Quant à la roture de messieurs, il faudrait être aussi ignorant qu'un jeune conseiller au parlement pour ne pas savoir que jamais les simples conseillers ne furent nobles. Voyez le chapitre de la noblesse, c'est bien pis. Les chanceliers n'étaient pas nobles par leur charge; ils avaient besoin de lettres d'anoblissement. Quand on écrit l'histoire, il faut dire la vérité, et ne point craindre ceux qui se croient intéressés à l'opprimer.

Le Traité sur l'éducation me paraît un très bon ouvrage, et pour tout dire, digne de l'honneur que frère Platon-Diderot lui a fait d'en être l'éditeur.

Si frère Thiriot ne sait pas l'air de Bechamel, je vais vous l'envoyer noté, car il faut avoir le plaisir de chanter: Vive le roi et Simon Lefranc!

Avez vous entendu parler de la pièce dont mr Goldoni a régalé le théâtre italien? a-t-elle du succès? joue-t-on encore le vieux Dupuits et monsieurDes Ronais? J'avais prié mon cher frère de m'envoyer ce Dupuits; j'attendais le discours de mon confrère l'évêque de Montrouge, il m'avait écrit qu'il me l'envoyait, mais point de nouvelles. Monsieur l'évêque est occupé auprès de quelques filles de l'opéra comique. Mais c'est à frère Thiriot que j'en veux: il est bien cruel qu'il n'ait pas encore cherché les dialogues de Grégoire le grand. Je les avais autrefois. C'est un livre admirable en son espèce: la bêtise ne peut aller plus loin.
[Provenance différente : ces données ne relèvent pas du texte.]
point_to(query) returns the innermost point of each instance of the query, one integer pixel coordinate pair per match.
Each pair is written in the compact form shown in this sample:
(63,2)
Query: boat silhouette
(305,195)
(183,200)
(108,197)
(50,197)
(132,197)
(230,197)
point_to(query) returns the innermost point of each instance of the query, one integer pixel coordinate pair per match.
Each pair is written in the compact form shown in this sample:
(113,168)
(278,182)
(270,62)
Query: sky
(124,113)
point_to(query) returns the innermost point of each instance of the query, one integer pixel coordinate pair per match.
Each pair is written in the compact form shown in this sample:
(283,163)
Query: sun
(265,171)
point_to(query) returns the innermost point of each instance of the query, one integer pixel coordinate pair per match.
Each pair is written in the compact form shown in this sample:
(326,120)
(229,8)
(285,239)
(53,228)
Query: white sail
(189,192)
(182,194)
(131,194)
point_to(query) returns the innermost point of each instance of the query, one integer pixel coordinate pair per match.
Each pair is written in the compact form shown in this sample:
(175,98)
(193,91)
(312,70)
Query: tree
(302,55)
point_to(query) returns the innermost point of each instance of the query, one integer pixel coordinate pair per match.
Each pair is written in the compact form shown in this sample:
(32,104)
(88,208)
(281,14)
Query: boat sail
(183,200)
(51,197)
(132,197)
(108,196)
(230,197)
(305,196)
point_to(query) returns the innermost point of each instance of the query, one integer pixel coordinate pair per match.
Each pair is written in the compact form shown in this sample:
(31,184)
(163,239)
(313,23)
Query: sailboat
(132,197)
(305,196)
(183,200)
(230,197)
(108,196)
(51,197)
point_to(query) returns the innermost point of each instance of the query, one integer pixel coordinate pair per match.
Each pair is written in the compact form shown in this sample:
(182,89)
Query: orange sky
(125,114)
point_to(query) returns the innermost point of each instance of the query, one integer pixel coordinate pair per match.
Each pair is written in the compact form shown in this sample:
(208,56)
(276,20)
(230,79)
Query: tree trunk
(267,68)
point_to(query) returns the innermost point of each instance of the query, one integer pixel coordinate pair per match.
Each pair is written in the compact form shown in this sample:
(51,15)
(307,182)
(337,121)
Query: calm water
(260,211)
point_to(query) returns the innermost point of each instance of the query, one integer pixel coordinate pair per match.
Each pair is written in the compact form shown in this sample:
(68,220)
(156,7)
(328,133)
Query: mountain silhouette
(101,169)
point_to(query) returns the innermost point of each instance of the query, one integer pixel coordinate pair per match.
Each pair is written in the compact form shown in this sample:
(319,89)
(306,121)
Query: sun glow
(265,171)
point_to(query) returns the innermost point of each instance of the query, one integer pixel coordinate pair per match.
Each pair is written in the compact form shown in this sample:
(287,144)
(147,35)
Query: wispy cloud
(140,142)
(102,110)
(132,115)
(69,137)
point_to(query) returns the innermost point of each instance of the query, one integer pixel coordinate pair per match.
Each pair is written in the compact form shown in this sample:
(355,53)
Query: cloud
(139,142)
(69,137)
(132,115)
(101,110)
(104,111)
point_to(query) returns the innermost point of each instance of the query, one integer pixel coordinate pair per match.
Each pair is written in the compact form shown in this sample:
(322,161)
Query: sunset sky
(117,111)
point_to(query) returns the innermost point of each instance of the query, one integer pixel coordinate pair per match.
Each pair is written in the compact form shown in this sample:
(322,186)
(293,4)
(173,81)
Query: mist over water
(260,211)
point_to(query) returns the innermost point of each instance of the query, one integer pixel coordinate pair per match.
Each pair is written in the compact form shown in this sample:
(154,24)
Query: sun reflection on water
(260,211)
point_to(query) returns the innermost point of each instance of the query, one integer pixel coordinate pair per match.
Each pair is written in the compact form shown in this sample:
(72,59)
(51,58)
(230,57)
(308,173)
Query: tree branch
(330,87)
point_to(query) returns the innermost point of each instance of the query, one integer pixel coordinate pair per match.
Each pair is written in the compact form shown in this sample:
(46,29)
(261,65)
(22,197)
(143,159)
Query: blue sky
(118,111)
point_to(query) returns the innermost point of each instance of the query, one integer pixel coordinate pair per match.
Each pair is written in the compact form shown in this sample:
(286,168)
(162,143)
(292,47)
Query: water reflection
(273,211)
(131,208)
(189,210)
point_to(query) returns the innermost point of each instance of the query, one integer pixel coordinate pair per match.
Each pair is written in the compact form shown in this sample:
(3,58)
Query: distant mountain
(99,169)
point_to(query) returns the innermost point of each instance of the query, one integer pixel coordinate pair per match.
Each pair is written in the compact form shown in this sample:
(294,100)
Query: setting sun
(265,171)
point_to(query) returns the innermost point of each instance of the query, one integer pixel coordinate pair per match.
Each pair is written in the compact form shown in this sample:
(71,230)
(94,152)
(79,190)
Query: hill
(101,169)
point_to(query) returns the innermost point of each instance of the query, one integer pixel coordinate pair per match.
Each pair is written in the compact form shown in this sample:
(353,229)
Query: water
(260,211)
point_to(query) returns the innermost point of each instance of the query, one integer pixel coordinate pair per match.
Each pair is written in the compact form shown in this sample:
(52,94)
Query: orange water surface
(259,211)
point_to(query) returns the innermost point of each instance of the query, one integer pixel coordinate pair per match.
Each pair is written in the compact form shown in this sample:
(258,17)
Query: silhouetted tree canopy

J'embrasse tendrement mon cher frère, et je le prie de faire passer cette lettre à Pindare-Le Brun dont je suis sensé ignorer les sottises.

Je reçois tout le monde a tort. Ce tout le monde a tort ne serait il point de mde Belot? Il me paraît qu'une ironie de 60 pages en faveur des jésuites pourrait être dégoûtante.